Görüşümün arkasındayım, bugün bir şey daha gördüm. Bu müzik meslek birliklerine devletin bir an önce el atması ve devletin bunu organze etmesi lazım. Yoksa bu kavga büyür. Devlet kontrolünün gerekliliğini 5 yıldır söylüyorum bu ilk söyleyişim değil.
Merak ettiğim bir şey daha var, tüzükte “propaganda” ile ilgili bir madde var mı? Bence bu iş baştan yalnıştı, bu tarz seçimlerde tarafların propaganda veya manipülasyona yönelik çalışmalarda bulunması hukuken sakıncalı olduğu gibi serbest rekabet koşullarının sağlanması açısından da sakıncalıdır. Mesela Değişim Hareketinin broşürleri oylama yapılan salona nasıl getirildi, nasıl dağıtılmasına izin verildi, görünce şok oldum. Düşünün siz belediye seçimlerine gidiyorsunuz, oy vereceğiniz sandığın odasında X Partinin broşürü var. Böyle seçim mi olur ? Burada tartışılacak çok konu var.
Benim görüşüm net ve aynı:
Kazanan Değişim hareketini desteklemedim ve oy vermedim, Delikanlı gibi sözümünde oyumunda arkasındayım.

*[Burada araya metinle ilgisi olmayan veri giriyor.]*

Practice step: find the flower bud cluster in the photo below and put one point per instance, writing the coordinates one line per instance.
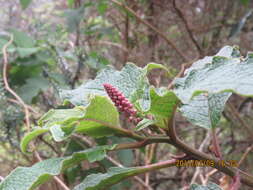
(122, 103)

Değişim hareketinin ilk iki icraatı şu olmalı:
1. Değişim hareketi ekibinde yer alan o büyük sanatçının mikrofondan bir söz yazarına “geri zekalı” dedi mi demedi mi önce onu açıklasın ve hemen bir yazılı açıklama yapaırak yada o çok sevdikleri videolardan bir tane yapsınlar, o küfür eden kişi küfür edilen bayandan özür dilesin, Benim beynim o küfürün sesi ile yankılanıyor saatlerdir. Gözüme uyku girmedi o tabloyu asla unutmayacağım hep beyninde kalacak.2.Değişim Hareketinin ajans ve propaganda maliyetlerini kim karşıladı ? Bu konuda açıklama yapmalarını bekliyorum, şeffaflıkları gereği bunu yapmak zorundalar sanırım, artık kazandılar şimdi icraat zamanı .
Yapacakları bir şey daha olabilir, onları desteklemediğimi kurul öncesinde de kurul sonrasında da açıkladığım ve onlara karşı olduğum için beni MSG’den kovmak olabilir…
Umurumda olur mu?
Ben sosyetik egemen güçlere her zaman meydan okuyan biriyim…
muhalif takibim MSG’de de olsam Mesam’da da olsam , dışarıda da olsam her zaman devam edecektir.
Çünkü ben Türk müziğine çok az kişinin ettiği kadar destek oldum ve yüreğim her zaman müzikle yanıp tutuştu. Müzisyenlerin haklarını yazılarımla savundum ve savunmaya devam edeceğim.
Ama bugün gördüğüm provokasyonlar beni müzikten soğutacak kadar bunaltıcıydı. Bu tablo asla müzik dostu bir tablo değildir.